Analysts No Longer Flying Blind Imperil Era of Big Profit Beats
(Bloomberg) -- Corporate earnings have crushed expectations like never before since the pandemic outbreak, underpinning one of the strongest bull markets ever in equities. But betting those upside surprises will continue is likely a long shot.
So says Chris Harvey, head of equity strategy at Wells Fargo & Co., who found that about 85% of the S&P 500 companies that stopped providing financial guidance during the 2020 Covid shock have since returned to the routine. So stock analysts are no longer stumbling in the dark.
A lack of corporate guidance, combined with a sharp economic recovery that was fueled by unprecedented stimulus, has lead to an epic run during which American firms beat analyst estimates by more than 10% for six straight quarters. With banks kicking off reporting season this week, many investors wonder whether broad earnings will continue to produce huge upside surprises that would prompt analysts to ratchet up their numbers as furiously as they did last year.

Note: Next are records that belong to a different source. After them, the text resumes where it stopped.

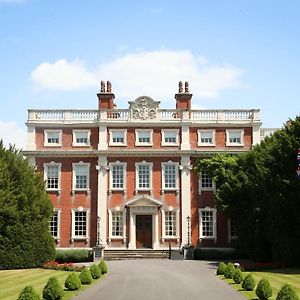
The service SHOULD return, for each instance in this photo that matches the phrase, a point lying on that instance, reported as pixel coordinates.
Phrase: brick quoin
(103, 202)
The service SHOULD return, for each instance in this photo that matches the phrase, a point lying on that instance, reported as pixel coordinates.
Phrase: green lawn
(13, 281)
(276, 277)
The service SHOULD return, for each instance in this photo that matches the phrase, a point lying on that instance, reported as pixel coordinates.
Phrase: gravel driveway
(160, 279)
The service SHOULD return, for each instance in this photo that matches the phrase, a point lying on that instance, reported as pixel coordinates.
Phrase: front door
(143, 231)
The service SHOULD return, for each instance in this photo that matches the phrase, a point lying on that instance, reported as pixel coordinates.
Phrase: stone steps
(115, 254)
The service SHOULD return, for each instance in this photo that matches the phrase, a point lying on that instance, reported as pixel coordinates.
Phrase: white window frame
(137, 133)
(214, 227)
(137, 188)
(75, 165)
(110, 217)
(163, 166)
(52, 164)
(73, 236)
(229, 131)
(202, 189)
(111, 165)
(163, 227)
(46, 133)
(88, 135)
(163, 135)
(58, 211)
(112, 131)
(213, 135)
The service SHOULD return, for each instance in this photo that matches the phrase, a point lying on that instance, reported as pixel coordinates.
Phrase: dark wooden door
(144, 231)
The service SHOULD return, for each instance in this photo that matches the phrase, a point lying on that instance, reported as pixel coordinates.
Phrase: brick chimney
(183, 99)
(106, 97)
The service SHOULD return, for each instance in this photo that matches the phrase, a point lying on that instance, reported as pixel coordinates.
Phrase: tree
(259, 189)
(25, 211)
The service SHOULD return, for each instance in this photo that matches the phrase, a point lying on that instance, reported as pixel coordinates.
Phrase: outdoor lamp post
(188, 219)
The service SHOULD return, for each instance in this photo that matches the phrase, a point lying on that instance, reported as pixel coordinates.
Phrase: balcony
(160, 115)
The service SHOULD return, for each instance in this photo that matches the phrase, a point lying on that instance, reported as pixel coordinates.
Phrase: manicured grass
(13, 281)
(276, 277)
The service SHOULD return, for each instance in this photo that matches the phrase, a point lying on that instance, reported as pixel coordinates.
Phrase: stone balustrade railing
(113, 115)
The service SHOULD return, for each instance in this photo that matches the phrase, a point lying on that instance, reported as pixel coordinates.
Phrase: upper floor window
(117, 176)
(81, 137)
(143, 137)
(143, 176)
(52, 138)
(81, 176)
(169, 175)
(206, 137)
(52, 173)
(169, 137)
(117, 137)
(234, 137)
(207, 222)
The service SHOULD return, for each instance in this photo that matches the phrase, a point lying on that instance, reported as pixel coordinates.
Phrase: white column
(132, 238)
(185, 197)
(30, 138)
(155, 231)
(102, 197)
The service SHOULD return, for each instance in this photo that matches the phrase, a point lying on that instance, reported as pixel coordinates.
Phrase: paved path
(160, 279)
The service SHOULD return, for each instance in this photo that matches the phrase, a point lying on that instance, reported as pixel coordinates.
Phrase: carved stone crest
(144, 108)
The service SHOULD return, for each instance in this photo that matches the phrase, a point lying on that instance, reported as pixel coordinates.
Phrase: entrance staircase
(119, 254)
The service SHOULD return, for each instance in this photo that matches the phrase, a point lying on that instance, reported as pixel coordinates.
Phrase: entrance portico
(143, 222)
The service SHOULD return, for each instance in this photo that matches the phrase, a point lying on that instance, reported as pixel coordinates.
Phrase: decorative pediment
(143, 108)
(143, 200)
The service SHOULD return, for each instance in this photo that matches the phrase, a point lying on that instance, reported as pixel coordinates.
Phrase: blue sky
(235, 54)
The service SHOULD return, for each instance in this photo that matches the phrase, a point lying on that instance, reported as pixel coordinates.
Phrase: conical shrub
(263, 289)
(287, 293)
(85, 276)
(53, 290)
(72, 282)
(221, 268)
(248, 283)
(28, 293)
(95, 271)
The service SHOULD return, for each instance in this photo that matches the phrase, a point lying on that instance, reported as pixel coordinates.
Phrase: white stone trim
(163, 133)
(74, 165)
(163, 165)
(137, 188)
(112, 143)
(87, 236)
(137, 132)
(46, 132)
(46, 165)
(74, 136)
(228, 131)
(209, 209)
(111, 165)
(213, 133)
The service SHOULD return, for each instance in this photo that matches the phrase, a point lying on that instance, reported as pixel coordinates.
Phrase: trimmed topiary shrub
(53, 290)
(287, 293)
(28, 293)
(85, 276)
(248, 283)
(237, 276)
(229, 271)
(95, 271)
(221, 268)
(263, 289)
(103, 266)
(72, 282)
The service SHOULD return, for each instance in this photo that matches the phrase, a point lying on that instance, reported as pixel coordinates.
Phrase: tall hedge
(259, 189)
(25, 211)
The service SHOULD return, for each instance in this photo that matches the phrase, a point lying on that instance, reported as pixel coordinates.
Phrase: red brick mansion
(124, 178)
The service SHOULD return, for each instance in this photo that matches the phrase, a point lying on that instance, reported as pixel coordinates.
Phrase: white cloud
(63, 75)
(12, 134)
(153, 73)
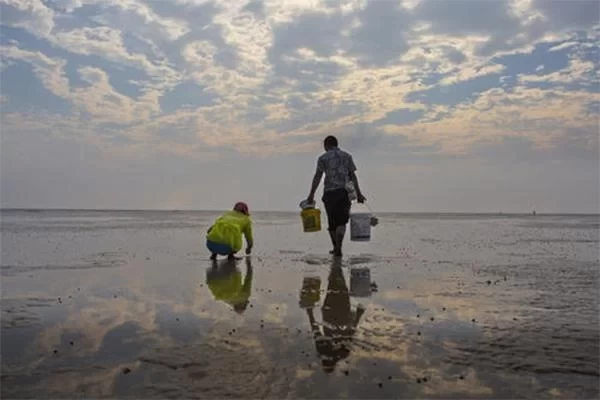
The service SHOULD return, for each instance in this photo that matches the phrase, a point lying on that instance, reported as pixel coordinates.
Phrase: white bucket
(360, 282)
(360, 226)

Over the course of 2021, estimated profits for S&P 500 firms jumped 24% to $203.10 a share for that year, data compiled by Bloomberg Intelligence show.
“Last year’s EPS revision pace is unlikely to repeat,” Harvey wrote in a note to clients Wednesday. “Markets have already arb-ed out much of the pandemic-induced inefficiencies (i.e., lack of guidance), so the low-hanging fruit has been picked. Now, revisions will likely be driven mainly by improving fundamentals.”

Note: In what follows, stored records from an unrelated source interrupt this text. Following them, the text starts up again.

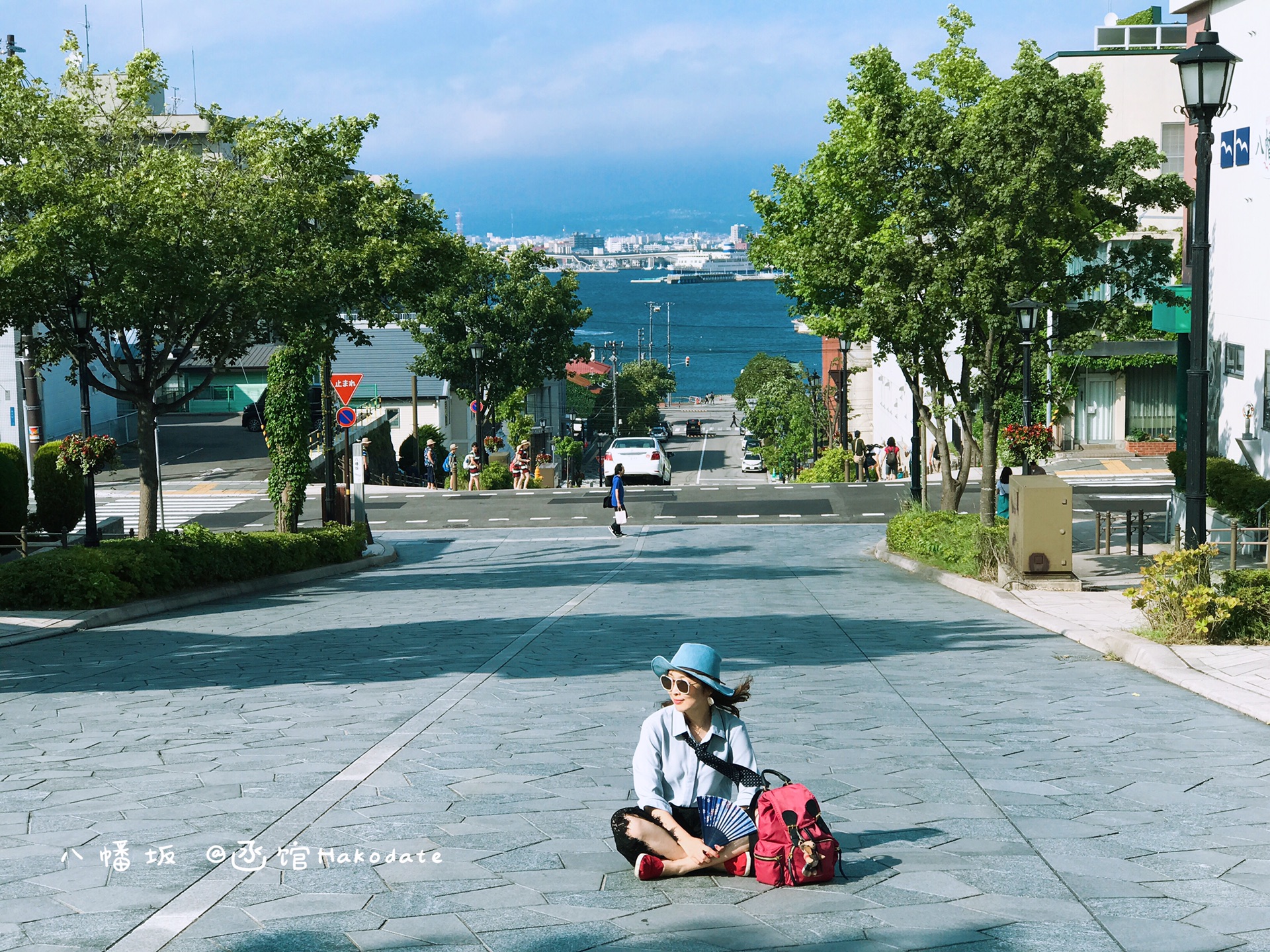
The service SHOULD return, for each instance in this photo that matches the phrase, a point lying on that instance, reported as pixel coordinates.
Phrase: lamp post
(1206, 71)
(1027, 313)
(843, 346)
(478, 352)
(814, 377)
(80, 317)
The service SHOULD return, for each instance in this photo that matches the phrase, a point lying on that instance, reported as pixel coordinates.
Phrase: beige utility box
(1040, 526)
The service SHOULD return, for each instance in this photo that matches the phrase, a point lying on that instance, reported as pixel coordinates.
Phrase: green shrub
(952, 541)
(1250, 619)
(495, 476)
(124, 571)
(831, 467)
(15, 496)
(59, 495)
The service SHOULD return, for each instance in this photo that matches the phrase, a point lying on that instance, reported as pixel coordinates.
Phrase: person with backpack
(698, 723)
(451, 466)
(893, 459)
(472, 462)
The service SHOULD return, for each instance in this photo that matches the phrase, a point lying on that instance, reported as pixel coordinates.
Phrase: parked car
(253, 415)
(643, 457)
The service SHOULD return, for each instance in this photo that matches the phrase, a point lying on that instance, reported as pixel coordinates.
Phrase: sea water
(715, 327)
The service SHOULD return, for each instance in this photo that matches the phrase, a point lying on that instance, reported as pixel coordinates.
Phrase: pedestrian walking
(472, 462)
(661, 836)
(451, 466)
(857, 454)
(429, 465)
(892, 456)
(1003, 493)
(618, 500)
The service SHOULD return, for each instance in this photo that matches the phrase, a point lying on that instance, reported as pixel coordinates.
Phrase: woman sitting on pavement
(662, 836)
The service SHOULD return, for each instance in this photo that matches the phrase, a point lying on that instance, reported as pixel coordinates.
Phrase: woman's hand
(697, 851)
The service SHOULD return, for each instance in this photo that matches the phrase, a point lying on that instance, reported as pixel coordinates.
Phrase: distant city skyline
(548, 118)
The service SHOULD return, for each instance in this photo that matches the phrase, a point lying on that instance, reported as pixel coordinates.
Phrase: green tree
(59, 495)
(524, 320)
(158, 241)
(781, 418)
(287, 418)
(761, 370)
(934, 205)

Like many other things during the pandemic, earnings were extremely hard to predict and the surprises were legion. For context, during the five years prior to the crisis, companies beat profit estimates by an average 3%.

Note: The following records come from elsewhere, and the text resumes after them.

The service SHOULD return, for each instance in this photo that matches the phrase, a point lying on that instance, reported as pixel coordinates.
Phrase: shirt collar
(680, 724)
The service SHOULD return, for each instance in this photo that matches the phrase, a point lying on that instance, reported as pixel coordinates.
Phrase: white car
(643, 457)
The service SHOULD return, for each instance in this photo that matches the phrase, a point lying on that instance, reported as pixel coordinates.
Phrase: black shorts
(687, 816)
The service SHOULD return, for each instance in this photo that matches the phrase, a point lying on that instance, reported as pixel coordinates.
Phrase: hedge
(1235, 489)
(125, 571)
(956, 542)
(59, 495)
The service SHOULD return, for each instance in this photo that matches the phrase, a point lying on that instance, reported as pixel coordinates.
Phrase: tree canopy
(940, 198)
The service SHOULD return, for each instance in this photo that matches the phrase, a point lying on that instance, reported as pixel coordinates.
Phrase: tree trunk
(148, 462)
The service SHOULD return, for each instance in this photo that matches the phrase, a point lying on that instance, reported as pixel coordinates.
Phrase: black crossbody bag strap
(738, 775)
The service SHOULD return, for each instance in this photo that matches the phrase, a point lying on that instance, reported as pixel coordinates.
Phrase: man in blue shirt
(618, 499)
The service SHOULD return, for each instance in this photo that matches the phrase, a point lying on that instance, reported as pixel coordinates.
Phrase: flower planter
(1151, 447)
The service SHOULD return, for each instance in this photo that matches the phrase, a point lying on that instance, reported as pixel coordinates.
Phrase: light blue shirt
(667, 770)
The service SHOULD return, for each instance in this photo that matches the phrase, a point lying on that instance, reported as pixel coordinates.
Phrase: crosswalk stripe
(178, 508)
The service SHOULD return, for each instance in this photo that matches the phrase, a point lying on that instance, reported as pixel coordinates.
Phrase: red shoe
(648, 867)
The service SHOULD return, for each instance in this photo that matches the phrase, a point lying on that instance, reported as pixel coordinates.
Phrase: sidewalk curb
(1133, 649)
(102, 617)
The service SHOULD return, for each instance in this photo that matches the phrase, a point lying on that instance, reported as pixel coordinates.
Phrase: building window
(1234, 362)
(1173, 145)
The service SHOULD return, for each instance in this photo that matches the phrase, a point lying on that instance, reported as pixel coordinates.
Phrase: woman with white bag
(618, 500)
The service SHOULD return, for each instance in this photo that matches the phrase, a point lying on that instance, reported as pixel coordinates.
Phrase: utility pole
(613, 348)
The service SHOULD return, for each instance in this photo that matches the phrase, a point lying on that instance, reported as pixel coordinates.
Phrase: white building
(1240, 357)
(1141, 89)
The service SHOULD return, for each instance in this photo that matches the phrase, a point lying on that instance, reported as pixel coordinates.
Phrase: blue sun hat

The ability of corporate America to navigate headwinds from supply-chain bottlenecks to commodity inflation and still deliver robust results has been impressive. And that resilience is the backbone of the equity rally that’s caused the S&P 500 to more than double since March 2020.
In 2021, the earnings expansion offset a contraction in price-earnings multiples, contributing to the S&P 500’s returns more than any year since at least 1986, according to data compiled by Cornerstone Macro strategist Michael Kantrowitz.
With the Federal Reserve now embarking on a tightening cycle, earnings are likely all the market can count on to sustain its uptrend, given that higher rates add pressure on equity valuations. And yet the pace of upward revisions is likely to lose steam not only because of increased clarity from guidance but also a maturing economy means weaker growth momentum.